Thursday, August 21, 2008

attic antics

The Physics building has a small attic on the top floor, which I suppose is the fourth floor. I call it 'small' because it doesn't take up the entire area of the floors below; if the building is an H shape, the attic represents only the middle, horizontal line and not the caps on either end. A better analogy is an I, but as you can see my font does not have capped, capitalized i's, so think of an H but with a longer middle and shorter ends.
It is also directly underneath the roof, so the width is shorter than the floors below as well, with a higher-than-normal height near the two stairwell entrances, and about a three-ft height on the opposite side. Like being stuck in an elongated tent.

I couldn't find the lightswitches, only delay timers that looked a bit like analog kitchen timers stuck to the wall, the kind where you turn a knob and wait, and it goes to 5 minutes past zero before the bell rings and you find your cookies have been burnt to charcoal. Except that these timers were in hours, not in minutes. But either way, they were dodgy looking, and I did not want to play with them. There were windows flush with the floor, and rose about two feet high. A good effect for the outside, but it was a little dark and light coming from the bottom of a wall is a bit unusual.

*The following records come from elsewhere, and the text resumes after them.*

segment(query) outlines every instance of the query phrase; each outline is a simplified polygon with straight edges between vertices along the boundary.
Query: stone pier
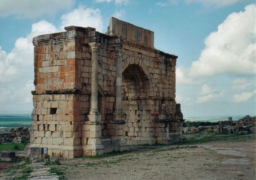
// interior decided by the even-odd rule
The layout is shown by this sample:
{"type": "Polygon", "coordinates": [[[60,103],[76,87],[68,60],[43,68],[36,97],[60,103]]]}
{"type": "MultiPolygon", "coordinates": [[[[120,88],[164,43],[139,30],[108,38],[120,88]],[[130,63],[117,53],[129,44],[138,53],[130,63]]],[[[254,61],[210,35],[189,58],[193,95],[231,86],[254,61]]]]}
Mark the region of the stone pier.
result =
{"type": "Polygon", "coordinates": [[[180,139],[178,56],[156,49],[152,31],[113,17],[109,23],[106,34],[70,26],[33,39],[28,149],[73,158],[180,139]]]}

I was up there looking for something or another, a bright lamp I think, but I'm not sure.
I did not find a single lamp.
What I did find was fascinating, at least the stuff I could see. There was a cabinet in one dark corner with a sign on the sunlit-side reading "FREE TO A GOOD LAB", and though most of the equipment on the shelves were hidden by shadows it looked like balances (both analog and digital), small power generators, ampmeters, that kind of thing. There were many cardboard boxes, some stacked up and clearly empty, some overflowing with old books; filing cabinets with drawers partially falling out; ancient desks, chairs, coatracks; step-ladders and too many other odd pieces of furniture to mention.

I was surprised when I saw a Christmas tree.

I was even more surprised when I examined the attic further and found four or five of them.

How many artificial trees does one PC physics department need? Apparently the answer is less than five, since those have been gathering dust for who knows how long.